I must tread carefully, so the floor doesn't groan. In this bleary moment, I'm too aware of how this is a place outside of time. Not constructed like the palaces or florid manses of Olympus or the wealthiest of mortal cities, where the Olympians reign and keep a king and queen as puppets. And perhaps not even like the stories of the beautiful but deathly onyx spires in the Underworld, which nevertheless have rubied halls of marble and ivory amid the amaranthine windows and basalt towers. After all, death brings everything and everyone together; even if the dead look like a mass of blue, they are all different. They are all people.

Everything happens both sluggishly and far too swiftly. My feet go into the room, that room with the wardrobe I climbed into The back panel I freed is still on the floor. A light emanates through the opening. Surely, they must've noticed the wood was loosed and left on the floor in my clumsy rush.

As I did before, I get on both hands and hoist myself into the wardrobe, crawling through with as much silence as I can muster. I crawl through, a pang of doubt in my throat, and make it to the other side.

Immediately, I'm introduced to a quiet scene that doesn't belong to me: The two men, wearing two plain linen chitons, are in bed, one curled on his side, his dozing profile to me, and the other reading.

As expected, as I straighten, I'm immediately caught. One of the men stares at me, the one who isn't Adonis.

"Ah," the black-haired man says as he sets his gold-lined codex down on a pillow, "so that's what that was." By him, Adonis stirs from what seems to be a nascent nap.

Standing there unblinkingly, I struggle to think of what to say in this crucial moment. Finally, I'm doing something, and I'm speechless in front of strangers. Since when has not knowing anyone stopped me from striking up a conversation?

"Hello," I say to them.

Sitting up, Adonis meets my stare and rolls one shoulder. His exquisite golden curls fall into his face. "Oh. Hello. I thought it was Melinoë."

Somehow, I expected more surprise.

"I told you this would happen. Hello? You're the guest, correct? Hedone?"

It seems Melinoë hasn't been keeping them in the dark. "Yes. I'm here to save you."

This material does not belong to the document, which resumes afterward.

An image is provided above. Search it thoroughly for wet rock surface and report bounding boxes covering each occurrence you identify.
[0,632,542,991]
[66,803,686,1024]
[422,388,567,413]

The men exchange a bemused look. This isn't going well. I quite expected us to be on our way by now. This is what I get for being idle.

"Save us from what?" the man with wavy black hair asks.

"Being trapped here," I say, as if it's obvious.

"We aren't trapped. We're inconspicuous. In hiding by our own choice."

I have so many questions, but I start with the most obvious. "You're Adonis?"

He frowns, forehead a faint knot of lines. "Yes. How do you know what?"

"Your reputation precedes you." I look at the other man. "May I ask your name?"